Reproducing knowledge editing baselines

We provide bash scripts to run experiment in scripts directory.

The prompts of our experiments could be mainly divided into three parts:

For all of our run scripts, we assume you already set environment variable MODEL_PATH to the path of model checkpoint or huggingface id, and GPU_IDS (essentially CUDA_VISIBLE_DEVICES).

Prepending

This experiment corresponds to giving input of the format: [Update]+[Task]+[Test] to (any) code generation models. Note, this baseline does not update the model parameters, but learns about the update purely in-context.

Simply running the following code will start your first experiment with GPT-4 (Be sure to set your environment variable OPENAI_API_KEY)

bash scripts/prepend.sh 

Running this script will prompt model to predict solutions (usage=eval); and then, execute the predicted solutions (usage=exec). See the script for more details.

To run the experiment without [Update] (i.e. [Task]+[Test]), we prepare another script:

bash scripts/base.sh 

To run the code on other model, please set model.model_name_or_path to the path to your model directory or some huggingface model id.

FT (U) [FT=Finetuning]

Train: next-token prediction objective on [Update].

Test: input of format [Task]+[Test].

In our paper, we also include an ablation study that tests on [Update]+[Task]+[Test]. To conduct the experiment for both, run:

bash scripts/ft_u.sh

P.S. All our FT experiment is finetuning with LoRA.

FT (PS)

Train: SFT, where the context is [Task]+[Test] and the response is reference solution.

Test: [Task]+[Test].

To conduct the experiment for both, run:

bash scripts/ft_ps.sh

FT (U+PS)

This is very similar to FT(PS), but with the update docstring prepended in-context.

Train: SFT, where the context is [Update]+[Task]+[Test] and the response is reference solution.

Test: [Task]+[Test].

In our paper, we also include an ablation study that tests on [Update]+[Task]+[Test]. To conduct the experiment for both, run:

bash scripts/ft_ups.sh

Specificity

As a desiderata of model editing, we don't want the model to overfit on the intended [Update] and crush the model's other capability. We test so by measuring the difference in model's performance on a (fixed) sample of HumanEval.

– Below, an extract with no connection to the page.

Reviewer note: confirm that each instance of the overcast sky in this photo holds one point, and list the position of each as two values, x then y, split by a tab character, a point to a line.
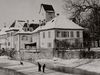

To do so, one only needs to take the run script of any FT experiment, and set usage=specificity. We show an example with FT(U) in script:

bash scripts/specificity.sh

Random-FT

In the paper, we have an ablation study to understand what the model is actually learning via the fine-tuning process. We fine-tune on program synthesis examples from other random updates.

Like experiment for specificity, one only needs to take the run script of any FT experiment and set usage=rand_eval (also, correspondingly, usage=rand_exec). We show some examples in the script:

bash scripts/rand_ft.sh

Description

The goal of our benchmark is to update an LLM about code API update and be able to solve "related" program synthesis example without providing documentation of the update at inference time.

Our CodeUpdateArena benchmark contains fictitious and executable updates to 54 functions from 7 diverse Python packages.

An instance in our benchmark consists of a synthetic API function update paired with a program synthesis example that is biased to use the updated functionality. Each fictitious update is paired with at least 3 (executable) program synthesis examples.

Benchmark Access

from datasets import load_dataset

ds = load_dataset("leo-liuzy/CodeUpdateArena")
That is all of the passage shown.